One of them was a gloomy man and the other quite cheerful, and each of them, had you asked them, would have grounded their respective dispositions in what they believed God required of them. The cheerful one was correct, of course, but he couldn’t really talk about it with his friend. During their college years, and the early years of their marriages, it was possible for both of them to keep to their respective opinions, and these opinions were largely opinions only.

But as the years went by, and the gloominess of the one steadily drove most of his friends away and alienated much of his family, it became increasingly obvious, even to him, that something was wrong. Calling his perspective “realistic” didn’t seem to help.

This gnawing insecurity did not come out, initially, as insecurity, but rather as an accusation. When his cheerful friend had made a passing comment about how wonderful his dinner the previous night had been, the gloomy friend finally erupted. His insecurity was heavily disguised as anger and indignation, but fortunately his friend was wise as well as cheerful, and did not look on the surface of things.

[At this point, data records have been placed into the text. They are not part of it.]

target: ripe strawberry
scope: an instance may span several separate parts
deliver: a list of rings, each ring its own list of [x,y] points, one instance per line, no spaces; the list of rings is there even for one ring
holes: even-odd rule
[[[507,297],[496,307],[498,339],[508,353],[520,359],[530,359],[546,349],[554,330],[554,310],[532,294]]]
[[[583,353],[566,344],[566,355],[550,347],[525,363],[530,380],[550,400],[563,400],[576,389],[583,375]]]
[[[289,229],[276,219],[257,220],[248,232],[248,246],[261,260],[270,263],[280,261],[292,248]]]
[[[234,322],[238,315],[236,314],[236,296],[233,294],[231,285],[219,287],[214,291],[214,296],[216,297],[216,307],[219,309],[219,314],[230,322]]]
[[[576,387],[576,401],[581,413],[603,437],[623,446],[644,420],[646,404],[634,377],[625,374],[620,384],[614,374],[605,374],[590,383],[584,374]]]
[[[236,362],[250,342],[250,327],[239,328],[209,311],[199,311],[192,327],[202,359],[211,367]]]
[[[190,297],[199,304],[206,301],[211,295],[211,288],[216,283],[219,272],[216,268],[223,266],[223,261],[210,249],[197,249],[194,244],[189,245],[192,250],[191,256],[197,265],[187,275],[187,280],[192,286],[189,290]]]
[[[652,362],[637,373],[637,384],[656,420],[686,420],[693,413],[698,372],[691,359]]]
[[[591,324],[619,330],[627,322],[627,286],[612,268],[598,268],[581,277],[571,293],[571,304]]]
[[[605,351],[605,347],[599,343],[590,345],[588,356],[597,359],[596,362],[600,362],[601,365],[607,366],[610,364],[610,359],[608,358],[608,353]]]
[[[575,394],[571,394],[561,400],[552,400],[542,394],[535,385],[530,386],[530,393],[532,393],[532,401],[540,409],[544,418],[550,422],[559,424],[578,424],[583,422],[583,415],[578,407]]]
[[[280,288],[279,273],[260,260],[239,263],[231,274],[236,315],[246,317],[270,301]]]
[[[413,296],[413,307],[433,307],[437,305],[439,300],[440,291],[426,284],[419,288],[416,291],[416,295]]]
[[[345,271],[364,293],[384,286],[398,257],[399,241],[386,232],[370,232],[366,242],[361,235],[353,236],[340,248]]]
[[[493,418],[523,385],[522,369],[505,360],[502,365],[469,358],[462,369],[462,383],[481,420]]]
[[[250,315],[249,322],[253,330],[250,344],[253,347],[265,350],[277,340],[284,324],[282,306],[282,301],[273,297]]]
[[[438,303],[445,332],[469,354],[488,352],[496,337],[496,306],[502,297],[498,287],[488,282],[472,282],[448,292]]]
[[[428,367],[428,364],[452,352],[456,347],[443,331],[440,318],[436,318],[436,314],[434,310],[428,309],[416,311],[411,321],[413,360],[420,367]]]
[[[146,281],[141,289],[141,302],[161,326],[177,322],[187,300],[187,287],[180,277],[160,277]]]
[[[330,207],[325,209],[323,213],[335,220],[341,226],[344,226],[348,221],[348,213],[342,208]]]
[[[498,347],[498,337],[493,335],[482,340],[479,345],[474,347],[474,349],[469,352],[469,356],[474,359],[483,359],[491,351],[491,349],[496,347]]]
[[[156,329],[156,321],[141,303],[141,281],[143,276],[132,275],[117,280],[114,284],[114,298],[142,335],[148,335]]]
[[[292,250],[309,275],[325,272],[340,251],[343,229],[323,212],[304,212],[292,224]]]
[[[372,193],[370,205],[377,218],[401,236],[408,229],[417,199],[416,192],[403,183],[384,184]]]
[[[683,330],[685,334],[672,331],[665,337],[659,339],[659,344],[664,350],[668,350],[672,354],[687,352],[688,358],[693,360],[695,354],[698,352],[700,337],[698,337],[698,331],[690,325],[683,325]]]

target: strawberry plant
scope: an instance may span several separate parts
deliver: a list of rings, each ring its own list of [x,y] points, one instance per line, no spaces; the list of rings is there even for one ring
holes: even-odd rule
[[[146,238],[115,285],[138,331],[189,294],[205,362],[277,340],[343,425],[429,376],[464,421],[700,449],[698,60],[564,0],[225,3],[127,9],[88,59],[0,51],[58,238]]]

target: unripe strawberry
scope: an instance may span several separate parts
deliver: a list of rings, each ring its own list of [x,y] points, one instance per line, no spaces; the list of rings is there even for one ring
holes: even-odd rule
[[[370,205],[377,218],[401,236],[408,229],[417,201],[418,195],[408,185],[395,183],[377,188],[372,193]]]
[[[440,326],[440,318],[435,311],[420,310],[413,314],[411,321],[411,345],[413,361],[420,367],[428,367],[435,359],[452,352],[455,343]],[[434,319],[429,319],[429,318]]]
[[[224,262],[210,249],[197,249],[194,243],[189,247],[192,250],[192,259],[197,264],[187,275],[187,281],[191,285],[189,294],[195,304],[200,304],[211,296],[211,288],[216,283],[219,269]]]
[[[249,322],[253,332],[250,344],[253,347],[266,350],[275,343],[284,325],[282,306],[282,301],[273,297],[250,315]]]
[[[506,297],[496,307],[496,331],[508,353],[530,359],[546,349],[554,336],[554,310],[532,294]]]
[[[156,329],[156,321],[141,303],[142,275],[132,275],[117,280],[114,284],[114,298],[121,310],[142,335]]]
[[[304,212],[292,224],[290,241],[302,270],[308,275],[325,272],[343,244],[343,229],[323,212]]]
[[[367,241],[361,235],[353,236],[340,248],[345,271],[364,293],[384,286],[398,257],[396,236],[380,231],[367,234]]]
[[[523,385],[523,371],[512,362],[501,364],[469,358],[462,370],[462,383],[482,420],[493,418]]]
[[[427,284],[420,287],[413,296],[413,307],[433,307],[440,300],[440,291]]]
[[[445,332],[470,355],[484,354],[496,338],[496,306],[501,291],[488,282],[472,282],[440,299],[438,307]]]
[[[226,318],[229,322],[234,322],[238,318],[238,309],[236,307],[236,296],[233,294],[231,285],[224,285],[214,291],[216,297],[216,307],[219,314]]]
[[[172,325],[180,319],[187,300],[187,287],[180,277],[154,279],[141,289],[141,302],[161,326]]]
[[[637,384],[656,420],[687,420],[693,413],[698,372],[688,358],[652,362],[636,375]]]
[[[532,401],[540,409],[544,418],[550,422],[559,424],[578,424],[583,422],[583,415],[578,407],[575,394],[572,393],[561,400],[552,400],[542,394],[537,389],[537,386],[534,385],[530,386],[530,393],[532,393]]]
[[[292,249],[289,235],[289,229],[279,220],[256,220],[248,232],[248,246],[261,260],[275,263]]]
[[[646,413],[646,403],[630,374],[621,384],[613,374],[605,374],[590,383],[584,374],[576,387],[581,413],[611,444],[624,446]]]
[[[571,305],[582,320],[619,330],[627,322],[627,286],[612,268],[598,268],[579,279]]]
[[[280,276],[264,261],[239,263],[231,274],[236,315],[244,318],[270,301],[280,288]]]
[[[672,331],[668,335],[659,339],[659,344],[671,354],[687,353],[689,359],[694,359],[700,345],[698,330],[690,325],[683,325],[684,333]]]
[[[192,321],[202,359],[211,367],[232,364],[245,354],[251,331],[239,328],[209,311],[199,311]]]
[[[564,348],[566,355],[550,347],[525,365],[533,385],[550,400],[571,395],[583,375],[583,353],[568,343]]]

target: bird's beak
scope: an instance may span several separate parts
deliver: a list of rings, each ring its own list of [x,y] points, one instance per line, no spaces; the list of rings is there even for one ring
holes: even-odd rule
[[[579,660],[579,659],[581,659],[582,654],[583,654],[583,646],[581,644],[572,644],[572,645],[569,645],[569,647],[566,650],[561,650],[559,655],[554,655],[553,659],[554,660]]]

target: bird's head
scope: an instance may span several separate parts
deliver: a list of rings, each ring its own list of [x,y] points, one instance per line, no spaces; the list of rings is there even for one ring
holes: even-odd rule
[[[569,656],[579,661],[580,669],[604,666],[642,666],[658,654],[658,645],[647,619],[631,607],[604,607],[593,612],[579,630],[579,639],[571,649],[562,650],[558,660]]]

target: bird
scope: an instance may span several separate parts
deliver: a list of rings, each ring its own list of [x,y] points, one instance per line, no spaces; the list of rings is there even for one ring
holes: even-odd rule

They talked for several hours, and did not appear to be getting anywhere—but the reason they were talking at all is that the gloomy man wanted out, even though he would not admit it openly. Finally, one stray comment, like a random arrow in a great battle, hit him at the joints of his armor.

His friend said, “You know, you have complaints about the whole world, and at the center of those complaints is the conviction that nobody out there obeys the Bible anymore. But Paul says to rejoice all the time. How is your disobedience privileged or different?”